In The City

“Cities are where hope meets the streets”.

So said Mayor Kasim Reed, city leader of Atlanta, Georgia, USA. He added that “large governments are not functioning well at solving problems that affect people’s lives today”.

I sat alongside Mayor Reed yesterday at the United Nations building in New York assessing the way forward for cities and our developing need to offer solutions to our citizens in our world today.

In my contribution to the debate I explained that the current and growing challenges of the failures of democratic legitimacy, the challenge of climate change, the marginalisation of communities and the growth of inequality cannot be solved by the current model of government built on the nation state. Steve Crawshaw, Director of the Office of the Secretary General of Amnesty International put it this way: “we are living with the failure of national government and governance”.

I argued that we must have a re-balancing of sovereignty, with cities having more powers and flexibility and for access to the benefit of our own economic growth.
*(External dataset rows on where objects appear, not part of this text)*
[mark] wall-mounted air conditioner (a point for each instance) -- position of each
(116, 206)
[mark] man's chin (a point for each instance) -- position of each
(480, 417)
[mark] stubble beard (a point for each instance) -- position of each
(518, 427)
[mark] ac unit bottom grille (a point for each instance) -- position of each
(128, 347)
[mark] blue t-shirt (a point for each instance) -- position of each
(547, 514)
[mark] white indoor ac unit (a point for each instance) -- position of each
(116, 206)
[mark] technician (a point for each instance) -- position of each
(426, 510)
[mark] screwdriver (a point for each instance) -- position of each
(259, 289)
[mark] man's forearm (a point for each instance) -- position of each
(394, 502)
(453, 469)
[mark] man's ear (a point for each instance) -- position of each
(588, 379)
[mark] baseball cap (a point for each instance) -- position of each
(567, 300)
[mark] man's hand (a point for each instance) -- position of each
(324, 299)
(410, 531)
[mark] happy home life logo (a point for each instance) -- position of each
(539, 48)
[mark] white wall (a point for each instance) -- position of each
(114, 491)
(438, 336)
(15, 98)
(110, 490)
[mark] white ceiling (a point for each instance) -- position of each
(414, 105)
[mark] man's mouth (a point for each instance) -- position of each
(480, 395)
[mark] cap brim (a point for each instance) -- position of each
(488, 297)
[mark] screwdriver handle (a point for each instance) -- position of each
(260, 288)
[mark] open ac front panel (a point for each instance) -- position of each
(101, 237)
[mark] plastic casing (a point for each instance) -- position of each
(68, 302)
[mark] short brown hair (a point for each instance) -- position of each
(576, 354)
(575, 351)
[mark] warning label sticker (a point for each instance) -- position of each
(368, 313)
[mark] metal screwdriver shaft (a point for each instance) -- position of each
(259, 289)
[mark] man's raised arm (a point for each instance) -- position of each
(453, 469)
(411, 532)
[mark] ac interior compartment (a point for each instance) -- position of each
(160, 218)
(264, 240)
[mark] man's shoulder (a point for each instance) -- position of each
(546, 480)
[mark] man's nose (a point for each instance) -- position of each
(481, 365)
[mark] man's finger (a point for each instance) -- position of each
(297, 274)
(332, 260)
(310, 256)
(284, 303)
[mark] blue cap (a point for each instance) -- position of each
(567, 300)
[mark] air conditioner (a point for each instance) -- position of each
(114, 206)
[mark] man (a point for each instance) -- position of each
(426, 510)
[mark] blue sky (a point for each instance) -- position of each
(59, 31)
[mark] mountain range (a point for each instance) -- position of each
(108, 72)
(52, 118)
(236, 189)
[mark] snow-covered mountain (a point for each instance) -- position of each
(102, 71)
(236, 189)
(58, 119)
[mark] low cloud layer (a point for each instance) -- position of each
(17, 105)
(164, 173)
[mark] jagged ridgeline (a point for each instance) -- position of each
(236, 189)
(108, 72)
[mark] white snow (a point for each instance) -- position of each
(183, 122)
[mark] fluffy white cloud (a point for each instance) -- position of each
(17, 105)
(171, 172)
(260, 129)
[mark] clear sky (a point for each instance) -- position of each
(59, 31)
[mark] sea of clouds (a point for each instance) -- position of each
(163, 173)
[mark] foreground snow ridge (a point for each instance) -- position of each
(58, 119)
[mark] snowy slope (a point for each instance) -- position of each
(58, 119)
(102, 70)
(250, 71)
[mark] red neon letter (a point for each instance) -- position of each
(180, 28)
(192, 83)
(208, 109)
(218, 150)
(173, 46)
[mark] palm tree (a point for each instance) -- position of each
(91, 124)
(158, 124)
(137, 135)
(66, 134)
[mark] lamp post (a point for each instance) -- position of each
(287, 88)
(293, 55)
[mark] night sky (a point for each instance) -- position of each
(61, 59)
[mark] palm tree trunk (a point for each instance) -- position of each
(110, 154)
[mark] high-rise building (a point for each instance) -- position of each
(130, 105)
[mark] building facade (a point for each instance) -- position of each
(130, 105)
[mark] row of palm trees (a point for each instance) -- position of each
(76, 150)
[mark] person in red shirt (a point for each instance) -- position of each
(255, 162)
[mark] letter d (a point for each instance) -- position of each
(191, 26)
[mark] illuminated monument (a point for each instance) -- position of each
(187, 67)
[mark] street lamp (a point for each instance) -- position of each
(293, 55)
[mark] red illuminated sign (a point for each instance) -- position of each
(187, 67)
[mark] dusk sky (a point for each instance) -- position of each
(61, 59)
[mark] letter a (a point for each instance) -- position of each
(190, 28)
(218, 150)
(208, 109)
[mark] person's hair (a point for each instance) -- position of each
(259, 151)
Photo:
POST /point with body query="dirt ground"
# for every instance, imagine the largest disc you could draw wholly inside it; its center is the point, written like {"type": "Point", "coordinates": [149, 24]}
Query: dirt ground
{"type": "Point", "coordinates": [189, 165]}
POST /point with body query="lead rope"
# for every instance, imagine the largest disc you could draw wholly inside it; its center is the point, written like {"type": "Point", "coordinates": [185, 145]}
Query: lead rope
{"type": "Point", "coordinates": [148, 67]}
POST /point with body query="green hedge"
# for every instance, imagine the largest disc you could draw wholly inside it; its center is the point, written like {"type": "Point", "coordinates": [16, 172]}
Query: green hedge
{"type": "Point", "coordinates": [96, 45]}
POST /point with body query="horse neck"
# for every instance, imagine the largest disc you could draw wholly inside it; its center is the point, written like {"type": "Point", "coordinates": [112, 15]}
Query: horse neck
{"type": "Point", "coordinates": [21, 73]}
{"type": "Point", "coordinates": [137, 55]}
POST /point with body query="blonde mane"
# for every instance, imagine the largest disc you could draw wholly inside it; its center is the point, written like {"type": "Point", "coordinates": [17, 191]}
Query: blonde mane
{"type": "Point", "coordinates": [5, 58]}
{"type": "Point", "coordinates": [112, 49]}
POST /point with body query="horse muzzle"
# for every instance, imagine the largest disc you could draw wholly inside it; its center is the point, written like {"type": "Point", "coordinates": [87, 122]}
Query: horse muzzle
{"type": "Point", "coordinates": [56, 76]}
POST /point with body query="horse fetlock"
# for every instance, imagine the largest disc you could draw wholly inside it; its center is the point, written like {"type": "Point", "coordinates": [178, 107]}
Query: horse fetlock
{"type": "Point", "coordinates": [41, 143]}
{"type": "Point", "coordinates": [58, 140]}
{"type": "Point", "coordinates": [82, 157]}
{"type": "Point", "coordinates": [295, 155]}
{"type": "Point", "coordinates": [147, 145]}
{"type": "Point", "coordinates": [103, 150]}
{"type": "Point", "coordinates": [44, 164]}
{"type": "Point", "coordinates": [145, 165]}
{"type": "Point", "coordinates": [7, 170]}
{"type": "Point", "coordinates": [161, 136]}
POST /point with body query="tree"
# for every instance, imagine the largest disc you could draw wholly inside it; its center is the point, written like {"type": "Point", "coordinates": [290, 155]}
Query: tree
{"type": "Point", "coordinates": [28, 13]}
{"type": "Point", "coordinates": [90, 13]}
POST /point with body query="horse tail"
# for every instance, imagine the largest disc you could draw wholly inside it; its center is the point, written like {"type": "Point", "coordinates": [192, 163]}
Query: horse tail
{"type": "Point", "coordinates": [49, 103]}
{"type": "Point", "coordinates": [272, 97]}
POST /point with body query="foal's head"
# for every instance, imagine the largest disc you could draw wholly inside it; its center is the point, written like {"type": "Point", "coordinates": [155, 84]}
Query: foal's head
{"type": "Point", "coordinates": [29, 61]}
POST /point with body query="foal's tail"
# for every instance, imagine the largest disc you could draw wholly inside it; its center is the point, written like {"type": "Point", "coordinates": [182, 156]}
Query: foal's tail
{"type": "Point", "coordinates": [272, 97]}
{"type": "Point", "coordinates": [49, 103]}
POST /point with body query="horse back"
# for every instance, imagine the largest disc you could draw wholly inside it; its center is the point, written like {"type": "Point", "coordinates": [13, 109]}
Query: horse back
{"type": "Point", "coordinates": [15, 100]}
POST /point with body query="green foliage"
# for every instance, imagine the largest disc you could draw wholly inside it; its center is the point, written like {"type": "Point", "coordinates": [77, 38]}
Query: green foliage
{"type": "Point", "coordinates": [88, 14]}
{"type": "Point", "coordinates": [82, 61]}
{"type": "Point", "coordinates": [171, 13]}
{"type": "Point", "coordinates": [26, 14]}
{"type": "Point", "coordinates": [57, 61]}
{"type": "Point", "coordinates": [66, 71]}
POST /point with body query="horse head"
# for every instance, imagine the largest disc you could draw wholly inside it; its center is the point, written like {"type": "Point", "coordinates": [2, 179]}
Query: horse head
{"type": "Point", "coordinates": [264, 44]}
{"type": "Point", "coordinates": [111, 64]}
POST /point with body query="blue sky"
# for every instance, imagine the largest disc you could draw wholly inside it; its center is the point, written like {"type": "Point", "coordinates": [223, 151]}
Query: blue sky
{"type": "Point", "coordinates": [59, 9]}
We need the power to shape both what happens within our boundaries and the national and international context within which we live.

The Mayor of New York invited Mayors and City Representatives from around the world to look at modern challenges and identify progressive solutions to the impact of migration and refugees on their cities.

The Global Mayors summit aims to bring cities together to work towards global solutions to global challenges that will have city outcomes. As well as the Mayor of New York, it is supported by the International Peace Institute and the Open Society Foundation.

One of the themes of the first morning was integration of migrants, the vast majority of whom flee to cites, from cities and then return to cities. Mayor Reed described Atlanta as “a city that was too busy to hate”. I hope we can describe Bristol in the same way.